- IATA: none; ICAO: SMAN;

Summary
- Airport type: Public
- Operator: Luchtvaartdienst Suriname
- Serves: Benzdorp
- Elevation AMSL: 740 ft / 226 m
- Coordinates: 3°37′12″N 54°08′35″W﻿ / ﻿3.62000°N 54.14306°W

Map
- SMTA Location in Suriname

Runways
| Direction | Length |  | Surface |
| m | ft |
| 11/29 | 1,155 | 3,789 | Gravel |
- Sources: Bing Maps Antino Gold Project

= Lawa Antino Airstrip =

Airstrip in Suriname

Lawa Antino Airstrip is an airstrip serving the gold mining concessions near the town of Benzdorp in Suriname. The runway is 9 km southwest of the town.

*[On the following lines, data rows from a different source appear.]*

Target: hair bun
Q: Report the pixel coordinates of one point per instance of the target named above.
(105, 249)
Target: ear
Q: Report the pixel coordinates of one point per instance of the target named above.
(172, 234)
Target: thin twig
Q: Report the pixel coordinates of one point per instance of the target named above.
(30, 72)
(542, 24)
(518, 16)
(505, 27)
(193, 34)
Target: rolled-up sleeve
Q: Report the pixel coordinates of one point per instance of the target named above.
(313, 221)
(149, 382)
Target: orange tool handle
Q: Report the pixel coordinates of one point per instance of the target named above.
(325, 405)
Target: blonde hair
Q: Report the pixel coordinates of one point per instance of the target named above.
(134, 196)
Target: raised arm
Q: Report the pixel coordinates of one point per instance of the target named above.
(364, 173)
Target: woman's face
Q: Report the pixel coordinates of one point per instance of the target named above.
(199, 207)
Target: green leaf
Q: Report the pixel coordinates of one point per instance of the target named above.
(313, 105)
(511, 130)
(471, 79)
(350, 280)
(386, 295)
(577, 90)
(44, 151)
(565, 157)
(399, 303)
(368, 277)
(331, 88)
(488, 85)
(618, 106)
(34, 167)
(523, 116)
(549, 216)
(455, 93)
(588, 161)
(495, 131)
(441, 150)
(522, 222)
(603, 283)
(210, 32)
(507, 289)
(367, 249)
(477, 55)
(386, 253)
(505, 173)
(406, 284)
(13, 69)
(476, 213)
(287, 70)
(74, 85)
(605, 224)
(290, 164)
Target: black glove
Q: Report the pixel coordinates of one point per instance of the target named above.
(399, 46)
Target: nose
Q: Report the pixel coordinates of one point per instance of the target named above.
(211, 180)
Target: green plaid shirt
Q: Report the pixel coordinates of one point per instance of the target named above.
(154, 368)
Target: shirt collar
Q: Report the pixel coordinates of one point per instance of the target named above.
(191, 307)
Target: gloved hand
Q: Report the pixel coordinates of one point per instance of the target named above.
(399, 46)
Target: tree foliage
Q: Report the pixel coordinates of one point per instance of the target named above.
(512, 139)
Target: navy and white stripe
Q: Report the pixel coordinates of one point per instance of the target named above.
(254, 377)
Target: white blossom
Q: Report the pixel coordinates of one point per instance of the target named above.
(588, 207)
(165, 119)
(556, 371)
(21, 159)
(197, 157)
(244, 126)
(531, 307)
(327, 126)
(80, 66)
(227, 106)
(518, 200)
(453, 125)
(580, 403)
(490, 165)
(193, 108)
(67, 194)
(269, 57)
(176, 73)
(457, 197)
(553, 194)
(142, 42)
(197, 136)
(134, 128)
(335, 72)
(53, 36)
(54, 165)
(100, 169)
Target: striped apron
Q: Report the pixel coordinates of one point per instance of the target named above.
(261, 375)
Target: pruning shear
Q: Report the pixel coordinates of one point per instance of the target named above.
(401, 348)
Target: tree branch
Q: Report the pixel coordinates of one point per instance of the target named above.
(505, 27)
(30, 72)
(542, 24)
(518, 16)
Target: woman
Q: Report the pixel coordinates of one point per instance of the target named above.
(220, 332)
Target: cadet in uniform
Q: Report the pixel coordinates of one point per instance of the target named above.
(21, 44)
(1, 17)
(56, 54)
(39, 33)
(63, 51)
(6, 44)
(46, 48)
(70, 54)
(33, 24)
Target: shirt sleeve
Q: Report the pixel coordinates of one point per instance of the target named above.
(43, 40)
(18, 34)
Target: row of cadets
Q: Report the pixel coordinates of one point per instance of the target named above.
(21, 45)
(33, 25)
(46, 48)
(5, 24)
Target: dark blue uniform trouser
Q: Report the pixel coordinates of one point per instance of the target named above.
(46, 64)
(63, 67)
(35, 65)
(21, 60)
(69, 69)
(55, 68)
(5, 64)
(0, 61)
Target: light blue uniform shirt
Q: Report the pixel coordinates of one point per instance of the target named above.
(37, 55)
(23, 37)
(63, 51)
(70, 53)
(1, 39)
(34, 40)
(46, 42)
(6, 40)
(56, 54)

== Charters and destinations ==
Charter airlines serving this airport are:

| Airlines | Destinations |
|---|---|
| Blue Wing Airlines | Charter: Paramaribo–Zorg en Hoop |
| Gum Air | Charter: Paramaribo–Zorg en Hoop |
| United Air Services | Charter: Paramaribo–Zorg en Hoop |
| Vortex Aviation Suriname | Charter: Paramaribo–Zorg en Hoop |

== Notable disasters ==
On April 3, 2008, an Antonov AN-28 airplane (PZ-TSO) operated by Blue Wing Airlines crashed upon landing at the Lawa Antino Airport near Benzdorp in which 19 people in total (2 crew, 17 passengers) were killed. The Lawa Antino airport is 5.6 mi west of Benzdorp.